Изменить размер шрифта - +
Так как у троллей особый надрез на глазу, то они не представляли вещи и людей в их подлинном виде. И о Григе они думали, что он громадного роста и необычайной силы. Иначе, как он мог покорить стольких людей? Признаться, они трусили. Они били в барабаны и в большие медные тарелки, чтобы заглушить его голос: они думали, что он гремит, как гром.

И что же? Когда он появился на пороге их замка, они вначале даже не заметили этого. Он был на вид совсем обыкновенный человек, к тому же болезненный, небольшого роста. Но они ощутили еще больший страх и сами не знали отчего. Когда он взглянул на них своими голубыми глазами, они не смогли выдержать этот ясный, умный взгляд. Но что сделалось с ними, когда он взял в руки свою восьмиструнную скрипку и провел по ней смычком! Они заметались, они взвились на лету, толкая друг друга. Большие тролли вылетели через двери замка, средние – сквозь окна, самые маленькие провалились сквозь щели. А король троллей громко завыл, стукнулся головой о широкий купол, который с шумом раздался. И король улетел неизвестно куда…

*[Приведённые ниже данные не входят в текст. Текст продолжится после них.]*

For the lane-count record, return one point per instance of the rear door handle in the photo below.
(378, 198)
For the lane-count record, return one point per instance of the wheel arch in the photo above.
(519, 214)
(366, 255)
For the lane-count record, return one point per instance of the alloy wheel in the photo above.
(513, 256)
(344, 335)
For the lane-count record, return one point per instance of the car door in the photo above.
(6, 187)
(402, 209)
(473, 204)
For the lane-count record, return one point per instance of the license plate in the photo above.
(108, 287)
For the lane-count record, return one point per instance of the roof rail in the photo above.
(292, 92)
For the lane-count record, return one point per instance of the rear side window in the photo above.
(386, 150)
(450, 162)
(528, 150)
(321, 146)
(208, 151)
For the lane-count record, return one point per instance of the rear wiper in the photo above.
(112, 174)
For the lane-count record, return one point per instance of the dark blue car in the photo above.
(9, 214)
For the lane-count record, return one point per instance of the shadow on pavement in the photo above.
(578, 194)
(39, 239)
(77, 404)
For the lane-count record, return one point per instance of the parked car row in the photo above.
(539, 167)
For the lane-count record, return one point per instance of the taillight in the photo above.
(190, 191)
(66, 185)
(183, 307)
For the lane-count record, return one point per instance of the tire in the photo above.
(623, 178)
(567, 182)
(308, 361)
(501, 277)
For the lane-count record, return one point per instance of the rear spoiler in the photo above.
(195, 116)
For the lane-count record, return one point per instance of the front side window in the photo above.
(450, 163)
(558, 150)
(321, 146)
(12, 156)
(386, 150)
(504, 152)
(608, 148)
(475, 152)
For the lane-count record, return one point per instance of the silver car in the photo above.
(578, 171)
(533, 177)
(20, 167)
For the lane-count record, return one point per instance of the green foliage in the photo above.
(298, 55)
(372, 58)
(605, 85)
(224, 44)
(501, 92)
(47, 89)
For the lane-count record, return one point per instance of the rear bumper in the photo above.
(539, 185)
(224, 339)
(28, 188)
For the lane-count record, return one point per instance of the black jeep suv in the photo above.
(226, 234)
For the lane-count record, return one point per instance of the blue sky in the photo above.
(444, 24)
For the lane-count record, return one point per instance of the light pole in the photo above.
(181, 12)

А замок рухнул, и вместо него было построено уютное человеческое жилище, где Эдвард Григ продолжал сочинять свою музыку.

Так были побеждены тролли. Но они могли прислать Пуговичника, снабдив его громадной ложкой. Она была еще страшней, чем ее хозяин. Извиваясь в его руках, она указывала ему направление. Он мог пропустить свою жертву, но ложка еще издали намечала ее.

– Но ведь он не придет, не правда ли? – в тревоге спрашивала Атта.

– Думаю, что не придет, – отвечал Григ. – Во всяком случае, защитники у меня найдутся!

 

Глава одиннадцатая

 

Летнее утро началось празднично. Это был день рождения Эдварда Грига. Шестьдесят четыре года исполнилось ему в этот день, и он вышел из дому, проснувшись раньше всех, как обычно в последние годы. Увы, спутника юных и зрелых лет, брата Джона, не было с ним. Шесть лет назад он умер. Он сам ушел из жизни, которая так красиво и радостно открывалась перед ним. Эдвард Григ был потрясен этой загадкой.

…Как приблизилось теперь детство и как ясно все вспоминается: и бег на лыжах в школу, и беседы с матерью, и Скала тролля, и первое знакомство с музыкой. Джон так уверенно водил смычком по своей виолончели и так быстро научился играть!

Ах, как прекрасен был Джон и какие силы кипели в нем! Отчего это так бывает, что все богатство души не может проявиться и сам человек увядает, гибнет?

Как грустно думать об этом в радостный июньский день!

…Да, день совершенно такой же, как и тот, когда выздоровевший бычок крестьянки Ганны Гуум немым толчком в бок поздравил семилетнего Эдварда, а старый, безмолвный тролль впервые заговорил с ним на своей скале.

Уже с утра тепло, день обещает быть солнечным. Пятнадцатое июня не такое время, чтобы природа хмурилась. Все, напротив, цветет и улыбается, и, как всегда в день рождения Эдварда Грига, природа принимает участие в празднике.

Не подозревая, что ему осталось жить неполных три месяца, он чувствовал себя в это утро довольно хорошо. Одно время он тосковал о прошедших дорогих годах, и среди его последних фортепианных пьес попадались грустные названия: «Тоска», «Мимо», «Кончено». Разумеется, и музыка соответствовала этим названиям. Ему полюбился образ улетающей птицы – чайки или лебедя – и часто слышался ее прощальный клич. Жизнь шла диминуэндо – слабея и затихая, как он когда то предсказывал себе, и он только старался, чтобы это убывание жизни было красивым, то есть спокойным.

Но несколько лет назад с ним произошла странная перемена, и вместо лебединой песни, полной грусти и прощания с землей, он услыхал иной клич, звучащий только в молодости.

Ему удалось написать девятнадцать фортепианных пьес, удивительно свежих и бодрых. Он назвал их народными крестьянскими танцами.